基础概念
RxJava是一个在基于Java VM扩展的使用可观测的序列来组成异步的、基于事件的程序的库。它基于观察者模式支持数据和事件的流式流通处理,并增加了多种运算符以在多种场景下整合事件和数据。抽象了低级别的线程、同步、并发API。
- 响应式编程(Reactive Programming)是一种面向数据流和变化传播的编程范式。这意味着可以在编程语言中很方便地表达静态或动态的数据流,而相关的计算模型会自动将变化的值通过数据流进行传播。
- 函数式编程是也一种编程范式,它将函数视为一等公民,意味着函数和其他类型数据有同等的地位,可以作为函数的参数、返回值使用(高阶函数)。
- 被观察者,Observable/Flowable
- 观察者,Observer/Consumer/Subscriber
- 上游:发射事件的地方,对应的是被订阅者(Observable/Flowable)
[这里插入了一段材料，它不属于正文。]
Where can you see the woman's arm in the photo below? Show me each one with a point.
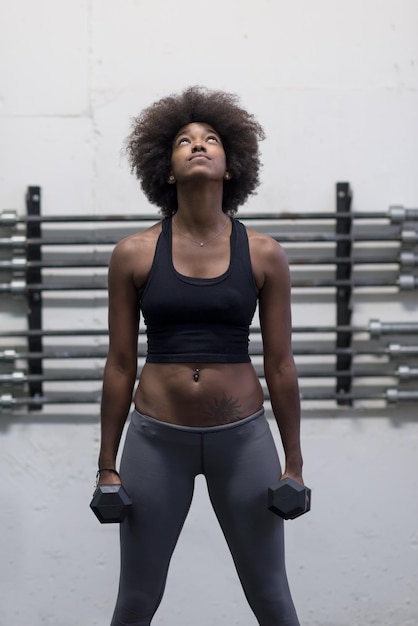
(279, 366)
(121, 364)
- 下游:接收事件的地方,对应的是观察者(Observer/Subscriber)
使用
1. 创建被观察者(上游对象,Observable/Flowable)
Observable<String> observable = Observable.fromArray(new String[]{"A","B","C"});
2.创建观察者(下游对象,Observer/Consumer)
//创建一个Observer
Observer<String> observer = new Observer<String>() {
@Override
public void onSubscribe(Disposable d) {
}
@Override
public void onNext(String s) {
System.out.println("Thread:" + Thread.currentThread() + "|" + "accept:"+ s);
}
@Override
public void onError(Throwable e) {
}
@Override
public void onComplete() {
}
};
//创建一个Consumer
Consumer<String> consumer = new Consumer<String>() {
@Override
public void accept(String s) throws Exception {
System.out.println("Thread:" + Thread.currentThread() + "|" + "onNext:"+ s);
}
};
Consumer和Observer的不同之处在于Consumer不关心onNext()和onError()方法,它只管处理上游发送的数据。
3.订阅
订阅通过方法subscribe()实现,当一个被观察者收到一个订阅请求时,他就会开始发送一遍事件。所以下面2次subscribe动作,observable发送了2遍事件。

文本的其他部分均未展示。